Friday, September 3, 2010

Lillian’s Travel Blog, Entry #1



New York City
May, 1927


Never did I think to feel the firm land under my feet again. For twelve days, my stomach tossed with the ocean. We were packed below decks like pickles in a jar, just as tight and just as stinky. There were families from many shtetls – Slonim, Motol, Pinsk – but none from Hrodna. I listened to their stories and their dreams, especially the young girls. They saw themselves in jewels and furs, married to rich Americans. But I kept my dream to myself. Jozéf is here, I know he is. Just as I know I must find him.

At last we left the ocean behind and followed the shoreline of skyscrapers, so tall that they make your neck ache just looking up at them. The ship docked to let the first and second class passengers disembark, but not us below decks. Us they put on a smaller boat, and ferried us past the Lady Liberty (she is magnificent) to Ellis Island. I will not dwell on the indignities I suffered there, for I have sworn never to look back. Only forwards. After two days, they declared me fit to begin my new life in America.
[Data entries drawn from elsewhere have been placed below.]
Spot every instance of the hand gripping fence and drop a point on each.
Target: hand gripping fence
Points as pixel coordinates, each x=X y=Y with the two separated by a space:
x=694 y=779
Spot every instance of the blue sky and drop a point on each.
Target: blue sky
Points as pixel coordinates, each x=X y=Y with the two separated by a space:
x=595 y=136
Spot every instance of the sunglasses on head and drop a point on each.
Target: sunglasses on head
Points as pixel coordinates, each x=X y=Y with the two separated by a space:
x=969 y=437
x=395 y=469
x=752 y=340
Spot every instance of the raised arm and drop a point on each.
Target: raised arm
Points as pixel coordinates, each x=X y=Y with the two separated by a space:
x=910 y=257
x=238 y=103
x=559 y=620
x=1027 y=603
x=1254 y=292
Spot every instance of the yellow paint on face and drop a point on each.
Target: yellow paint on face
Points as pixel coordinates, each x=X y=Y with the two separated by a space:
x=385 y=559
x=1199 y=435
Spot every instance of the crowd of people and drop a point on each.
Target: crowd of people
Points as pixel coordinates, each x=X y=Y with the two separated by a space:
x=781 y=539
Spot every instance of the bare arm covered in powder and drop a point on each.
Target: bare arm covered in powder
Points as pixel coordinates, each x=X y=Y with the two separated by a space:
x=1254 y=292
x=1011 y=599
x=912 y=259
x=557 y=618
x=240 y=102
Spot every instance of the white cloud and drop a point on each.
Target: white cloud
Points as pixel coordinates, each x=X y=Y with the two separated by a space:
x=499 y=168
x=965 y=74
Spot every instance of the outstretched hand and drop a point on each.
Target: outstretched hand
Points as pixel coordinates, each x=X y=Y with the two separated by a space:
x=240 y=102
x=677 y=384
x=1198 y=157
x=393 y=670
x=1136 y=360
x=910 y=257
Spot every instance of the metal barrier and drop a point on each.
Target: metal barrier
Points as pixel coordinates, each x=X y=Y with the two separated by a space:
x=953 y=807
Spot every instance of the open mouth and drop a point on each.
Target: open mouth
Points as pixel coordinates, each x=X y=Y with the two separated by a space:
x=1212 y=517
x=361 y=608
I soon discover that the people back home were wrong about one thing: the streets of New York are not paved with gold. They are crowded and noisy, with a hundred different languages that make my poor ears ring. Everyone is in a hurry to make it big, too busy to notice a poor girl like me – unless it is an oafish flirt who thinks that because my English is poor, I am too stupid to see through his charming lies.

I find a bed to share with another girl in the small apartment of a family from Gdansk. For this honour I pay them ten dollars a month, and even so they treat me like a servant. I bite my tongue and keep to myself, taking comfort from my dream of finding Jozéf. As I fall asleep at night, I try to imagine the expression on his face when he sees me.

It takes many days, but at last I find Sergei Nikitich Lazinsky, Jozéf’s brother, in Brooklyn. I walk there across a beautiful bridge that is very famous. But I find out that Jozéf exaggerated when he told us of Sergei’s success. He is living with his wife and children in a rundown tenement building, no better than the one in which I have found a shared bed in the city. I suppose that life here has hardened him, for he is suspicious and ill-tempered, and does not believe me when I tell him that I am Jozéf’s betrothed. But I am not so easily put off, and refuse to leave without an address for Jozéf. At last Sergei tells me he is working for a man in North Dakota.

I am happy, until I go to the big library and discover that North Dakota is 1500 miles from New York City. Back home, we never imagined how big America is. I do not know how I will travel there, but I will not stop. I must find Jozéf. My life is bound to his.

From the books in the library, I have drawn a map to guide my way to North Dakota. I have found work stitching hems and have saved as much money as I can – except for what I spent on new shoes. As I set out on this journey across this strange land, all I know for certain is that I will need sturdy shoes.